Seulement un numéro d’acteur? D'un numéro qui s'étire dans la durée, alors. Adel a fait le ménage dans sa production TikTok parsemée de chants religieux et de conseils aux croyants. Plusieurs vidéos ont disparu depuis lundi. Il y a quelques jours encore, il invitait ses coreligionnaires à ne pas souhaiter joyeux Noël, ni même la bonne année, prétendant que le faire est «haram», interdit en islam. Début 2022, Gims s’était adressé aux musulmans dans les mêmes termes, avant de rétropédaler.
En 2022 toujours, avant l'élection présidentielle, Adel appelait à voter pour le candidat Jean-Luc Mélenchon, qui convoitait ouvertement le «vote musulman».
Aujourd’hui, en France, si un imam s’aventurait à parler comme Adel l’a fait des femmes, mais aussi de Noël et de Nouvel An, il est probable que ses propos tomberaient sous le coup de la loi séparatisme, adoptée après l’assassinat de Samuel Paty en octobre 2020. L’association qui l’emploie se séparerait de lui.
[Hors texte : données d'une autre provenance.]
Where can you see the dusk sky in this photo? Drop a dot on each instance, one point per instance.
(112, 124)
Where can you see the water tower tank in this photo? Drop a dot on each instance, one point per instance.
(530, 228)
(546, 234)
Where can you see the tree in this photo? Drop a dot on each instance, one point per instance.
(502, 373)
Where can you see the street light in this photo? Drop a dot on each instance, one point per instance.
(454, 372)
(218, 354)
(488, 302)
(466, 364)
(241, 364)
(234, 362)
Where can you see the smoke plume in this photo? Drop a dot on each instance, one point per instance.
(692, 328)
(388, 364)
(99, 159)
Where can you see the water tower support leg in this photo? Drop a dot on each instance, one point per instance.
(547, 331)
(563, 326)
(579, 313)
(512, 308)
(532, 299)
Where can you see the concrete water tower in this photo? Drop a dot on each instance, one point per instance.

La mosquée où il officie serait éventuellement menacée de fermeture.
Le gouvernement français a considéré que de telles considérations, en créant des dilemmes insolubles, étaient susceptibles de faire basculer des individus dans la radicalité.
«Ce qu’affirme ce jeune homme n’est pas si caricatural», réagit l’islamologue belge Michael Privot, qui nous avait parlé de l’«islam TikTok» en marge du double attentat de Bruxelles ayant coûté la vie à deux Suédois en octobre.
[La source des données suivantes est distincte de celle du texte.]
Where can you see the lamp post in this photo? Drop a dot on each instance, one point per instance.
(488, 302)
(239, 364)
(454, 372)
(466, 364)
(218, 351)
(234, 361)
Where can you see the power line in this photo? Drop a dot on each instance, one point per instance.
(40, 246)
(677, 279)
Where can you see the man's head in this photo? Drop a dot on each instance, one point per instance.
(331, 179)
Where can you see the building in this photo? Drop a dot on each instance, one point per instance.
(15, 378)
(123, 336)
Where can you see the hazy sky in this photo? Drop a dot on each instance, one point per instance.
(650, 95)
Pour Michael Privot, pris isolément, les propos rigoristes d’un tiktokeur «n’ont pas de réelle incidence».
L'islamologue belge développe: «Si trois ou quatre personnes disent la même chose des dizaines de fois, à la fin, cela crée un univers de sens. Des individus peuvent alors décrocher, s’enfermer, rejeter le monde qui les entoure. Les prédicateurs traditionnels font face à la concurrence des réseaux sociaux, beaucoup se sentent impuissants face à ce phénomène.»
Ce glissement des lieux de culte vers les réseaux sociaux fait dire à certains que TikTok est devenu la mosquée de la jeune génération musulmane.
Michael Privot n’est pas totalement pessimiste. «L’offre de vidéos sur TikTok est considérable. Les jeunes à l’écoute de contenus rigoristes ont de grandes chances de tomber aussi sur des vidéos de bimbos à Dubaï. L’enfermement n’est pas total. L’altérité est d’une certaine manière possible.»
La Suissesse Saïda Keller-Messahli, auteure du livre «La Suisse, plaque tournante de l’islamisme» (éditions Alphil), a visionné quelques vidéos d’Adel «pour se faire une idée». Son point de vue:
On est surpris par l’absence d’une veille religieuse, dont la tâche serait de contrer, sur leur terrain, des propos extrêmes tenus par de jeunes influenceurs et influenceuses se réclamant de l’islam. La crainte de faire de la publicité à des musulmans «qui font honte à la communauté», la peur de «stigmatiser l’islam» en révélant les outrances de certains, le fait, à l'inverse, d'approuver tout ou partie de ces contenus rigoristes expliquent en partie ce silence apparent.
Il y a des exceptions. Michael Privot cite le cas du professeur belge de religion islamique, Hicham Abdel Gawad, qui, dans des vidéos, décrypte des discours radicaux.
Haoues Seniguer est maître de conférences en sciences politiques à Lyon. «Dans l’islam sunnite, il n’y a pas de mécanisme institutionnel de modération de la parole», note-t-il.
Haoues Seniguer s'explique:
Pour l'heure, un apparent consensus se forme sur TikTok sur des aspects rigoristes de l'islam.
On apprenait mardi, qu'à la suite de sa vidéo polémique, Adel a été exclu du club de football où il évoluait dans le Sud de la France.